Behind the cast-iron façades, the support frames of the two buildings are absolutely conventional, with brick spine walls and wooden floors. The rear façades are more or less identical, with exposed brickwork and simple rectangular windows. The façades overlooking Greene Street display semi-cylindrical and entasis-less columns, stylized capitals and ashlars. These details are elements of an architectonic lexicon that had been simplified for entrepreneurial purposes, but still evoked classical lines. This element of reduced classicism appealed to the fast-expanding commercial clientele, as it was accessible but still provided a historical element. The use of cast-iron in architecture was an American innovation, and was introduced for the first time in 1848. James Bogardus created a façade of castiron, and discovered that it offered a number of advantages, such as a reduction in costs as compared to building materials such as stone or brick. The castiron was ready-made and had industrially produced architectural elements, making it easy to replace as well as transport. Above all, a cast-iron building could be erected very quickly by simply assembling prefabricated pieces that had previously been laid out on the foundry floor and checked and numbered. Architectural motifs from the Italian Renaissance period and the Beaux-art influence of the second French empire were often used in cast-iron façades that were then painted in neutral shades such as beige to simulate stone.
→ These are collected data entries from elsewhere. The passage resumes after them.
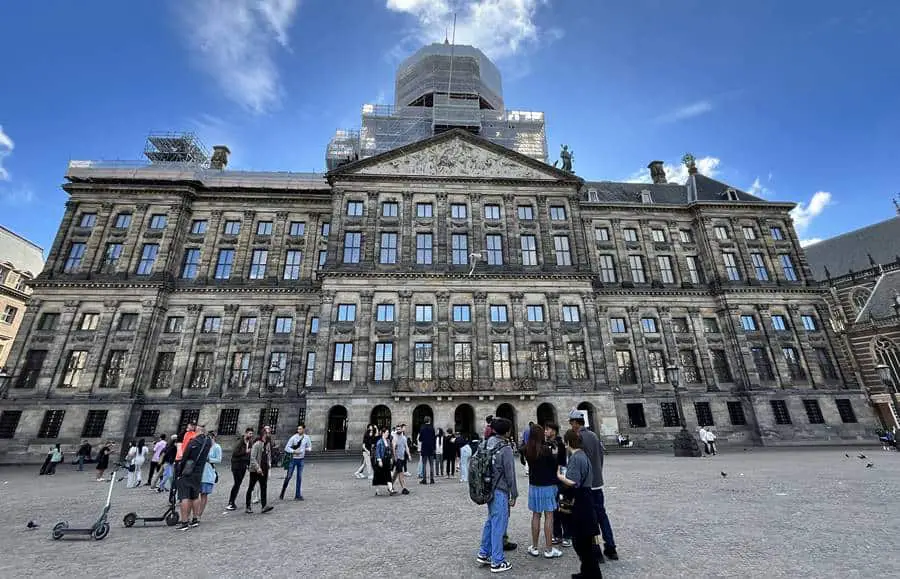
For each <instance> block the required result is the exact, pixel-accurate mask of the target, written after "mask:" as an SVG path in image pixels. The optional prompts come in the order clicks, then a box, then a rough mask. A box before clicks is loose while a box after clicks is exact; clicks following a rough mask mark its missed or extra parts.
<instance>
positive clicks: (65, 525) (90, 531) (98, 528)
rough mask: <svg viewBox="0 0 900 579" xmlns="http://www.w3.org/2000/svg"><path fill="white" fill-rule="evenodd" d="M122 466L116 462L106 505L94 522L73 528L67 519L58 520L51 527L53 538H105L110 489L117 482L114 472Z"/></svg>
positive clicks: (110, 491) (110, 475)
mask: <svg viewBox="0 0 900 579" xmlns="http://www.w3.org/2000/svg"><path fill="white" fill-rule="evenodd" d="M122 466H123V465H122V463H118V464H116V468H115V469H114V470H113V472H112V474H111V475H110V477H109V492H108V493H107V494H106V505H105V506H104V507H103V511H101V512H100V516H99V517H98V518H97V520H96V521H94V524H93V525H91V526H90V527H83V528H75V527H69V523H68V521H60V522H59V523H56V525H55V526H54V527H53V539H54V540H59V539H62V538H63V537H65V536H66V535H87V536H89V537H91V538H92V539H94V540H95V541H102V540H103V539H105V538H106V536H107V535H108V534H109V521H108V520H107V515H108V514H109V507H110V505H111V504H112V503H111V501H112V489H113V486H115V484H116V482H118V481H117V480H116V473H118V472H119V469H120V468H122ZM123 478H124V477H123ZM118 480H122V479H118Z"/></svg>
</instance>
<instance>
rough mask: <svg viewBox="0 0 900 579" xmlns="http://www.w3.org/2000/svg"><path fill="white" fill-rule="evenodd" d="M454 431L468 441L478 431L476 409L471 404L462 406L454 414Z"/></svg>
mask: <svg viewBox="0 0 900 579" xmlns="http://www.w3.org/2000/svg"><path fill="white" fill-rule="evenodd" d="M453 430H454V431H456V432H460V433H462V434H464V435H465V436H466V438H467V439H468V438H469V437H470V436H472V435H473V434H476V433H477V432H478V431H477V430H476V429H475V409H474V408H472V406H470V405H469V404H460V405H459V406H457V407H456V411H455V412H454V413H453Z"/></svg>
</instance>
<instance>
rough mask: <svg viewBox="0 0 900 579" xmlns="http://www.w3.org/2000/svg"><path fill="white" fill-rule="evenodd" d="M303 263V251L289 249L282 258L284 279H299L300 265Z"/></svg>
mask: <svg viewBox="0 0 900 579" xmlns="http://www.w3.org/2000/svg"><path fill="white" fill-rule="evenodd" d="M302 263H303V252H302V251H299V250H296V249H290V250H288V252H287V254H286V255H285V258H284V279H292V280H293V279H300V265H301V264H302Z"/></svg>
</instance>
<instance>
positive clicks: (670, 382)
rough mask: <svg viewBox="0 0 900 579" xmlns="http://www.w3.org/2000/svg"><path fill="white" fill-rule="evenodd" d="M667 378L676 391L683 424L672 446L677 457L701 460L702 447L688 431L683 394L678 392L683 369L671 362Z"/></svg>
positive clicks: (672, 388)
mask: <svg viewBox="0 0 900 579" xmlns="http://www.w3.org/2000/svg"><path fill="white" fill-rule="evenodd" d="M666 377H667V378H668V379H669V383H670V384H671V385H672V389H673V390H674V391H675V408H676V409H677V410H678V420H679V421H680V422H681V430H679V431H678V434H676V435H675V440H674V442H673V444H672V446H673V449H674V451H675V456H689V457H695V458H699V457H700V456H702V455H701V454H700V445H699V444H698V443H697V439H696V438H694V436H693V435H692V434H691V433H690V432H688V430H687V421H686V420H685V419H684V408H683V407H682V405H681V392H680V391H679V390H678V384H679V383H680V382H681V368H679V367H678V366H677V365H676V364H675V363H674V362H670V363H669V365H668V366H666Z"/></svg>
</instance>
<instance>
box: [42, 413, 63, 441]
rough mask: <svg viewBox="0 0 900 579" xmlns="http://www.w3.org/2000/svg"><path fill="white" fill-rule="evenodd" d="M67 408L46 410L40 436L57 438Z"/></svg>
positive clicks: (45, 437) (47, 437) (44, 414)
mask: <svg viewBox="0 0 900 579" xmlns="http://www.w3.org/2000/svg"><path fill="white" fill-rule="evenodd" d="M65 415H66V411H65V410H47V411H45V412H44V420H43V422H41V428H40V430H38V438H57V437H58V436H59V429H60V427H61V426H62V421H63V418H64V417H65Z"/></svg>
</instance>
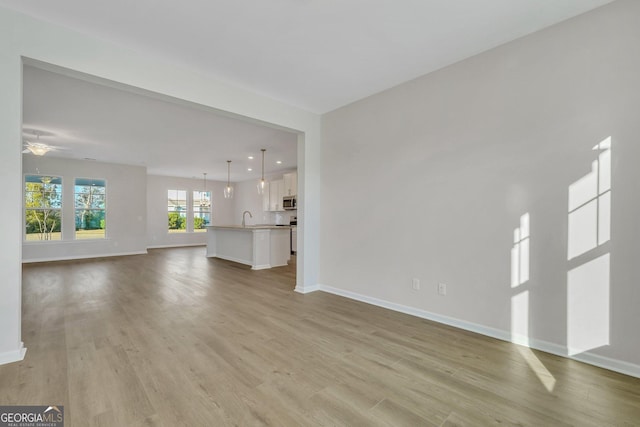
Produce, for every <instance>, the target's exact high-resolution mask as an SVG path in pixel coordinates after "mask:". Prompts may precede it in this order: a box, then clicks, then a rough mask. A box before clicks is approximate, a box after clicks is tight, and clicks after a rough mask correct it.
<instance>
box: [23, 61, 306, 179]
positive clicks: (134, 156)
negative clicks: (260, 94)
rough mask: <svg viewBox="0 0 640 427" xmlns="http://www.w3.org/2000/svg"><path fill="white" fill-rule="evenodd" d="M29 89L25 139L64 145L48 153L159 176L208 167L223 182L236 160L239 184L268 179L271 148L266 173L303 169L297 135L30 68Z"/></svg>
mask: <svg viewBox="0 0 640 427" xmlns="http://www.w3.org/2000/svg"><path fill="white" fill-rule="evenodd" d="M23 88H24V89H23V97H24V103H23V129H24V131H25V132H24V134H23V139H24V140H25V141H28V142H36V140H37V139H39V141H40V142H41V143H45V144H47V145H50V146H54V147H58V149H56V150H54V151H52V152H50V153H47V154H46V156H58V157H68V158H76V159H85V158H90V159H95V160H98V161H101V162H109V163H119V164H129V165H144V166H146V167H147V173H149V174H152V175H166V176H179V177H187V178H192V177H196V178H203V175H202V174H203V173H205V172H206V173H207V179H212V180H217V181H226V180H227V162H226V161H227V160H231V161H232V163H231V181H234V182H238V181H245V180H248V179H254V178H255V179H258V178H259V177H260V174H261V152H260V149H261V148H266V149H267V151H266V153H265V173H266V174H271V173H276V172H279V171H284V170H290V169H295V168H296V164H297V149H296V146H297V135H296V134H295V133H292V132H287V131H284V130H280V129H274V128H270V127H266V126H264V125H261V124H257V123H250V122H247V121H243V120H239V119H237V118H233V117H229V116H223V115H221V114H216V113H215V112H213V111H211V110H209V109H206V108H205V107H198V106H197V105H193V104H188V103H185V102H177V101H175V102H174V101H171V100H168V99H165V98H162V97H159V96H153V94H146V95H145V94H142V93H135V92H141V91H140V90H137V91H135V92H134V91H132V90H127V88H125V87H124V86H122V88H115V87H112V85H104V84H97V83H94V82H89V81H86V80H84V79H78V78H75V77H69V76H66V75H62V74H59V73H55V72H51V71H46V70H43V69H40V68H37V67H33V66H28V65H27V66H25V67H24V79H23ZM34 131H35V132H36V133H38V132H39V133H41V136H34ZM25 155H31V154H25ZM249 156H254V159H253V160H250V159H249V158H248V157H249ZM278 161H280V162H281V163H280V164H278V163H276V162H278ZM248 168H252V169H253V170H252V171H248Z"/></svg>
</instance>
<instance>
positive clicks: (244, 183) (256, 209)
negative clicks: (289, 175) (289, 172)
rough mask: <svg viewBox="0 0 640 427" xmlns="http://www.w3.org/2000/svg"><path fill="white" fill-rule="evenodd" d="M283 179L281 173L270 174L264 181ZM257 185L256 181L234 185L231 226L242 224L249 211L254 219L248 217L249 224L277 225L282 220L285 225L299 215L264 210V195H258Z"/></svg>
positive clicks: (252, 217) (269, 174)
mask: <svg viewBox="0 0 640 427" xmlns="http://www.w3.org/2000/svg"><path fill="white" fill-rule="evenodd" d="M282 177H283V174H281V173H280V174H268V175H265V177H264V179H265V181H274V180H278V179H282ZM257 184H258V181H256V180H250V181H244V182H237V183H234V184H233V187H234V195H233V198H234V212H233V219H232V221H231V224H240V223H241V222H242V214H243V212H244V211H249V212H251V215H253V217H252V218H249V215H247V217H246V222H247V224H276V223H277V221H278V220H281V221H282V222H283V223H284V224H288V223H289V220H290V218H291V217H292V216H296V215H297V214H298V212H297V211H286V212H270V211H265V210H263V209H262V208H263V203H262V195H261V194H258V188H257Z"/></svg>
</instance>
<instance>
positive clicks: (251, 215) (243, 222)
mask: <svg viewBox="0 0 640 427" xmlns="http://www.w3.org/2000/svg"><path fill="white" fill-rule="evenodd" d="M246 214H249V218H253V215H251V212H249V211H244V212H242V226H243V227H246V224H245V222H244V218H245V215H246Z"/></svg>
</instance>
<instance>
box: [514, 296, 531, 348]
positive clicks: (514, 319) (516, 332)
mask: <svg viewBox="0 0 640 427" xmlns="http://www.w3.org/2000/svg"><path fill="white" fill-rule="evenodd" d="M511 339H512V341H513V342H515V343H517V344H521V345H526V346H528V345H529V291H524V292H520V293H519V294H517V295H514V296H512V297H511Z"/></svg>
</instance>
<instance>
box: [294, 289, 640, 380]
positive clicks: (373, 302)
mask: <svg viewBox="0 0 640 427" xmlns="http://www.w3.org/2000/svg"><path fill="white" fill-rule="evenodd" d="M295 290H296V291H297V292H302V293H307V292H313V291H315V290H320V291H323V292H327V293H330V294H334V295H339V296H342V297H345V298H349V299H353V300H356V301H361V302H364V303H367V304H371V305H375V306H378V307H383V308H387V309H389V310H393V311H398V312H400V313H405V314H409V315H411V316H416V317H420V318H422V319H427V320H432V321H434V322H438V323H442V324H445V325H449V326H453V327H455V328H459V329H464V330H466V331H470V332H475V333H477V334H481V335H486V336H488V337H492V338H496V339H499V340H502V341H507V342H511V343H514V344H517V345H522V346H525V347H529V348H533V349H535V350H540V351H544V352H546V353H551V354H554V355H556V356H561V357H566V358H568V359H573V360H577V361H579V362H583V363H587V364H589V365H593V366H597V367H599V368H604V369H608V370H610V371H615V372H619V373H621V374H625V375H630V376H632V377H636V378H640V365H636V364H633V363H629V362H625V361H622V360H617V359H612V358H610V357H605V356H600V355H598V354H594V353H589V352H585V353H581V354H576V355H574V356H569V352H568V349H567V347H566V346H563V345H559V344H555V343H552V342H549V341H544V340H538V339H534V338H529V337H525V336H520V335H512V334H511V333H510V332H507V331H504V330H501V329H495V328H491V327H488V326H484V325H480V324H477V323H473V322H467V321H465V320H460V319H455V318H453V317H448V316H443V315H440V314H436V313H431V312H429V311H425V310H420V309H418V308H414V307H409V306H406V305H402V304H397V303H393V302H389V301H385V300H381V299H378V298H373V297H369V296H366V295H361V294H358V293H355V292H351V291H346V290H344V289H338V288H334V287H331V286H326V285H322V284H320V285H318V286H315V287H313V288H312V289H311V290H307V288H304V289H303V290H302V291H300V290H298V287H296V289H295Z"/></svg>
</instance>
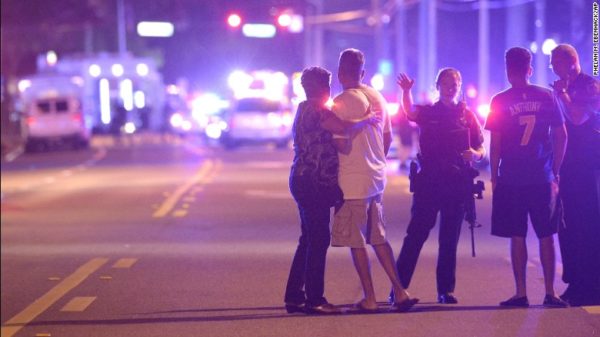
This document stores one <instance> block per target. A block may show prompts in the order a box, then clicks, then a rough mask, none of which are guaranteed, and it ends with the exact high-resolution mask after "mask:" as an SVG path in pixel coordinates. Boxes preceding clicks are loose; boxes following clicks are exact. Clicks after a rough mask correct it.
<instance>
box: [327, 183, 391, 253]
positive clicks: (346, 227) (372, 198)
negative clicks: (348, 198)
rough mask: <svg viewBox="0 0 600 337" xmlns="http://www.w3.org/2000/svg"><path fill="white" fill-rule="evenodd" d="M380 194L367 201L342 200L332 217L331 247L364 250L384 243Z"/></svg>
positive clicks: (384, 240) (365, 199) (382, 215)
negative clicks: (334, 214)
mask: <svg viewBox="0 0 600 337" xmlns="http://www.w3.org/2000/svg"><path fill="white" fill-rule="evenodd" d="M386 242H387V240H386V238H385V221H384V218H383V203H382V201H381V194H378V195H376V196H373V197H370V198H367V199H353V200H344V204H343V205H342V207H341V208H340V209H338V210H337V211H336V213H335V215H334V217H333V227H332V230H331V245H332V246H334V247H350V248H364V247H365V246H366V245H367V244H370V245H372V246H375V245H381V244H384V243H386Z"/></svg>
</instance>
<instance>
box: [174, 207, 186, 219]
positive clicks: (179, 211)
mask: <svg viewBox="0 0 600 337" xmlns="http://www.w3.org/2000/svg"><path fill="white" fill-rule="evenodd" d="M186 215H187V210H185V209H177V210H175V211H173V216H174V217H177V218H181V217H184V216H186Z"/></svg>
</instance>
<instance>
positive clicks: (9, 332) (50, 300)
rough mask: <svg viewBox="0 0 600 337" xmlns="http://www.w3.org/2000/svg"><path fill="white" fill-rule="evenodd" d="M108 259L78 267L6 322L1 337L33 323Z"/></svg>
mask: <svg viewBox="0 0 600 337" xmlns="http://www.w3.org/2000/svg"><path fill="white" fill-rule="evenodd" d="M107 261H108V259H106V258H94V259H91V260H90V261H88V262H86V263H85V264H84V265H82V266H81V267H79V269H77V270H76V271H75V272H74V273H73V274H71V275H69V276H68V277H67V278H65V279H64V280H63V281H62V282H60V283H59V284H57V285H56V286H54V288H52V289H50V291H48V292H47V293H46V294H44V295H43V296H42V297H40V298H38V299H37V300H35V302H33V303H31V304H30V305H29V306H28V307H27V308H25V309H23V310H22V311H21V312H19V313H18V314H16V315H15V316H14V317H13V318H11V319H9V320H8V321H6V322H5V323H4V324H5V325H3V326H2V328H1V330H0V335H1V336H2V337H12V336H14V335H15V334H16V333H17V332H18V331H19V330H21V329H22V328H23V327H24V326H25V325H27V324H28V323H30V322H31V321H33V320H34V319H35V318H36V317H37V316H39V315H40V314H41V313H43V312H44V311H46V310H47V309H48V308H49V307H50V306H52V304H54V303H56V301H58V300H59V299H61V298H62V297H63V296H64V295H66V294H67V293H68V292H69V291H71V290H72V289H73V288H75V287H76V286H78V285H79V284H80V283H81V282H83V281H84V280H85V279H86V278H87V277H88V276H90V275H91V274H92V273H94V272H95V271H96V270H98V269H100V267H102V266H103V265H104V264H105V263H106V262H107Z"/></svg>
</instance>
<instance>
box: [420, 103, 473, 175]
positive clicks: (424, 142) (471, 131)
mask: <svg viewBox="0 0 600 337" xmlns="http://www.w3.org/2000/svg"><path fill="white" fill-rule="evenodd" d="M416 108H417V110H418V114H417V117H416V118H415V120H414V122H415V123H417V125H418V126H419V132H420V133H419V147H420V162H421V166H422V167H423V170H424V171H429V172H437V173H445V172H447V173H452V171H456V169H459V168H461V167H463V166H464V165H465V162H464V160H463V158H462V152H463V151H465V150H467V149H468V148H469V147H472V148H475V149H477V148H479V147H480V146H481V145H482V144H483V134H482V133H481V126H480V125H479V121H478V120H477V117H475V115H474V114H473V112H472V111H471V110H469V109H467V108H466V107H464V106H462V105H461V104H459V105H458V106H456V107H448V106H446V105H444V104H443V103H441V102H436V103H435V104H433V105H417V107H416Z"/></svg>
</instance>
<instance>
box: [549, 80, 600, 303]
mask: <svg viewBox="0 0 600 337" xmlns="http://www.w3.org/2000/svg"><path fill="white" fill-rule="evenodd" d="M567 94H568V95H569V97H570V98H571V100H572V102H573V103H572V104H573V105H575V106H578V107H579V108H580V109H583V110H584V111H585V112H586V113H587V114H588V115H589V119H588V120H587V121H586V122H584V123H583V124H581V125H575V124H573V123H572V122H570V120H569V119H568V118H567V119H566V123H565V124H566V127H567V135H568V137H569V138H568V142H567V150H566V153H565V159H564V161H563V165H562V167H561V171H560V195H561V198H562V201H563V205H564V218H565V224H566V226H565V227H564V228H561V229H559V232H558V238H559V242H560V250H561V256H562V260H563V281H565V283H567V284H569V287H568V288H567V291H566V293H565V295H566V296H565V297H566V299H567V300H568V301H569V302H570V304H571V305H598V304H600V250H599V249H598V247H600V111H599V110H598V106H599V103H600V82H599V81H598V80H596V79H594V78H593V77H591V76H589V75H587V74H584V73H580V74H579V75H578V76H577V78H576V79H575V80H574V81H573V82H572V83H571V84H570V85H569V88H568V89H567Z"/></svg>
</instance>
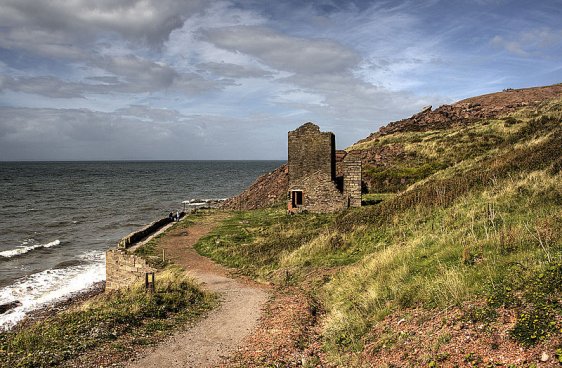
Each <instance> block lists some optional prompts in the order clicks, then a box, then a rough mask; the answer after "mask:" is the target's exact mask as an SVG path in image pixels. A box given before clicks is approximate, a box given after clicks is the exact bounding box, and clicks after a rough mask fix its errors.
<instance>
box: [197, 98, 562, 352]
mask: <svg viewBox="0 0 562 368" xmlns="http://www.w3.org/2000/svg"><path fill="white" fill-rule="evenodd" d="M368 144H370V143H369V142H367V143H363V144H362V146H361V148H368V147H367V145H368ZM372 144H373V145H375V146H381V147H382V146H383V145H385V144H387V145H388V144H393V145H396V144H399V145H401V147H402V148H403V150H404V152H405V154H404V156H403V160H402V161H400V160H399V161H398V162H397V163H393V164H392V165H390V166H391V167H386V168H376V169H372V168H371V169H369V168H367V170H366V175H367V177H368V179H369V180H371V181H372V182H377V183H379V184H377V185H375V186H374V188H375V189H376V190H381V192H382V194H381V193H380V192H379V193H372V194H367V195H365V196H364V200H365V201H371V202H373V203H376V204H374V205H372V206H365V207H362V208H359V209H349V210H346V211H343V212H341V213H339V214H337V215H326V216H325V215H314V214H302V215H298V216H287V215H286V214H285V211H284V209H282V208H277V209H267V210H258V211H251V212H239V213H236V214H235V216H234V217H233V218H231V219H230V220H228V221H226V222H225V223H223V224H222V225H220V226H219V227H218V228H217V229H216V231H215V233H214V234H212V235H210V236H209V237H207V238H206V239H203V240H202V241H201V242H200V243H199V244H198V245H197V249H198V250H199V251H200V252H201V253H203V254H205V255H208V256H210V257H212V258H213V259H215V260H217V261H218V262H221V263H223V264H226V265H228V266H230V267H235V268H237V269H238V270H240V271H241V272H243V273H245V274H247V275H250V276H252V277H255V278H259V279H265V280H268V281H272V282H274V283H277V284H283V283H287V282H291V283H296V284H300V285H308V286H309V287H312V291H311V293H312V294H314V295H316V296H317V298H318V299H319V301H320V302H321V305H322V308H323V309H324V310H325V311H326V314H325V316H324V319H323V321H322V329H323V330H322V335H323V339H324V347H325V350H326V351H327V352H328V353H329V354H330V355H331V356H332V357H335V358H334V359H335V361H338V359H339V358H337V357H339V356H342V355H345V354H349V353H350V352H352V351H361V350H362V349H363V348H364V343H365V342H366V341H368V340H369V339H370V338H372V337H371V336H370V335H369V333H370V331H371V328H372V327H373V326H374V325H375V324H376V323H378V322H379V321H381V320H382V319H383V318H384V317H385V316H387V315H389V314H391V313H395V312H397V311H401V310H407V309H409V308H419V307H422V308H427V309H447V308H450V307H452V306H459V307H461V308H462V307H463V306H464V305H466V303H467V302H468V303H469V304H468V305H476V306H479V307H478V308H476V309H474V308H472V309H470V308H468V309H467V310H466V311H465V314H466V318H468V319H471V320H472V319H476V320H479V321H482V322H485V323H490V321H491V320H493V318H495V316H497V312H496V309H497V308H499V307H504V308H511V309H513V312H514V313H515V315H516V316H517V321H516V323H515V325H514V327H513V328H512V329H511V330H510V336H511V337H512V338H513V339H514V340H515V341H517V342H519V343H520V344H522V345H523V346H526V345H532V344H535V343H537V342H539V341H542V340H545V339H548V338H551V337H552V336H555V335H559V334H560V333H561V328H562V326H560V325H559V322H557V321H558V320H557V319H556V318H557V316H559V315H560V314H561V313H562V306H561V305H560V299H559V295H560V292H561V290H560V282H559V280H560V279H562V278H561V277H560V276H561V274H560V272H561V269H560V264H561V262H562V235H561V234H562V210H561V208H562V207H561V206H562V175H561V172H560V170H561V167H562V158H561V157H562V154H561V151H560V149H561V147H562V101H550V102H545V103H544V104H542V105H541V106H539V108H538V109H533V110H530V109H522V110H519V111H516V112H515V113H512V114H511V115H508V116H505V117H501V118H498V119H494V120H483V121H481V122H477V123H475V124H473V125H470V126H460V127H453V128H451V129H448V130H443V131H431V132H419V133H418V132H408V133H397V134H394V135H392V136H386V137H383V138H381V139H379V140H377V141H376V142H373V143H372ZM394 164H395V165H394ZM369 170H370V171H369ZM404 178H405V179H406V180H401V179H404ZM375 179H376V180H375ZM393 180H395V181H393ZM395 190H400V192H399V193H396V194H395V193H389V192H392V191H395ZM470 303H472V304H470Z"/></svg>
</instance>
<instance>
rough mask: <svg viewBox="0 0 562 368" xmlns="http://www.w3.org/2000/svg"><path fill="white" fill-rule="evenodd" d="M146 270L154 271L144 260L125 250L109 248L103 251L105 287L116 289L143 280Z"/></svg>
mask: <svg viewBox="0 0 562 368" xmlns="http://www.w3.org/2000/svg"><path fill="white" fill-rule="evenodd" d="M146 272H156V269H155V268H152V267H150V266H149V265H148V263H147V262H146V260H144V259H143V258H141V257H138V256H135V255H133V254H130V253H127V251H125V250H120V249H110V250H108V251H107V252H106V253H105V275H106V280H105V289H106V290H116V289H120V288H126V287H130V286H132V285H135V284H137V283H142V282H144V277H145V273H146Z"/></svg>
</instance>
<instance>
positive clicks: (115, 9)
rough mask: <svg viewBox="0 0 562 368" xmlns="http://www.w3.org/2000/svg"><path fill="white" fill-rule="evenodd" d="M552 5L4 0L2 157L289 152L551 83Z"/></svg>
mask: <svg viewBox="0 0 562 368" xmlns="http://www.w3.org/2000/svg"><path fill="white" fill-rule="evenodd" d="M561 19H562V0H550V1H540V0H536V1H509V0H466V1H461V0H443V1H439V0H426V1H424V0H419V1H414V0H409V1H408V0H407V1H378V0H373V1H359V0H357V1H350V0H346V1H331V0H317V1H306V0H288V1H283V0H276V1H269V0H225V1H213V0H207V1H205V0H201V1H199V0H0V161H11V160H214V159H223V160H224V159H226V160H229V159H237V160H240V159H242V160H244V159H273V160H275V159H279V160H284V159H286V157H287V132H288V131H290V130H294V129H296V128H297V127H298V126H300V125H301V124H303V123H304V122H308V121H312V122H315V123H316V124H318V125H319V126H320V127H321V130H323V131H332V132H334V133H335V135H336V144H337V146H338V148H339V149H343V148H345V147H347V146H349V145H351V144H353V143H354V142H356V141H357V140H359V139H362V138H364V137H366V136H367V135H368V134H370V133H371V132H374V131H376V130H377V129H378V128H379V127H381V126H383V125H386V124H387V123H389V122H391V121H395V120H400V119H403V118H406V117H409V116H410V115H412V114H414V113H416V112H418V111H419V110H420V109H421V108H422V107H423V106H427V105H433V107H434V108H435V107H438V106H440V105H442V104H447V103H452V102H455V101H458V100H460V99H463V98H467V97H471V96H475V95H480V94H485V93H491V92H496V91H501V90H502V89H505V88H523V87H532V86H540V85H550V84H555V83H560V82H562V21H561Z"/></svg>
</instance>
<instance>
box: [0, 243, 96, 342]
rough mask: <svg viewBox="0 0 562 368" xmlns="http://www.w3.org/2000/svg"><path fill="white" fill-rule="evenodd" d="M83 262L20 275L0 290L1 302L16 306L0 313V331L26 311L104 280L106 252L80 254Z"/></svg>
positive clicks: (45, 304) (74, 293)
mask: <svg viewBox="0 0 562 368" xmlns="http://www.w3.org/2000/svg"><path fill="white" fill-rule="evenodd" d="M79 257H80V259H81V260H82V261H83V262H84V264H80V265H76V266H71V267H67V268H55V269H49V270H45V271H42V272H38V273H34V274H32V275H29V276H26V277H23V278H21V279H19V280H17V281H16V282H14V283H13V284H11V285H9V286H6V287H4V288H1V289H0V304H7V303H12V302H16V301H17V302H19V305H18V306H17V307H15V308H13V309H10V310H8V311H7V312H6V313H4V314H0V331H2V330H9V329H10V328H12V327H13V326H14V325H15V324H16V323H18V322H19V321H21V320H22V319H23V318H24V317H25V315H26V314H28V313H29V312H31V311H33V310H36V309H39V308H41V307H43V306H45V305H48V304H51V303H53V302H56V301H59V300H62V299H64V298H68V297H70V296H72V295H73V294H76V293H77V292H80V291H83V290H86V289H88V288H90V287H92V286H93V285H94V284H95V283H97V282H100V281H103V280H105V253H104V252H100V251H91V252H88V253H84V254H82V255H80V256H79Z"/></svg>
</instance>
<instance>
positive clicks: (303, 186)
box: [289, 172, 347, 213]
In the 1960s and 1970s, the cast-iron buildings that had originally housed industrial and manufacturing activities gradually gave way to artists' loft studios and street-level galleries. In 1973, the Landmark Preservation Commission of New York established the 'SoHo Cast-Iron Historic District,' thus safeguarding the architectural patrimony of all 26 blocks located between Houston Street, Crosby Street, Canal Street and West Broadway.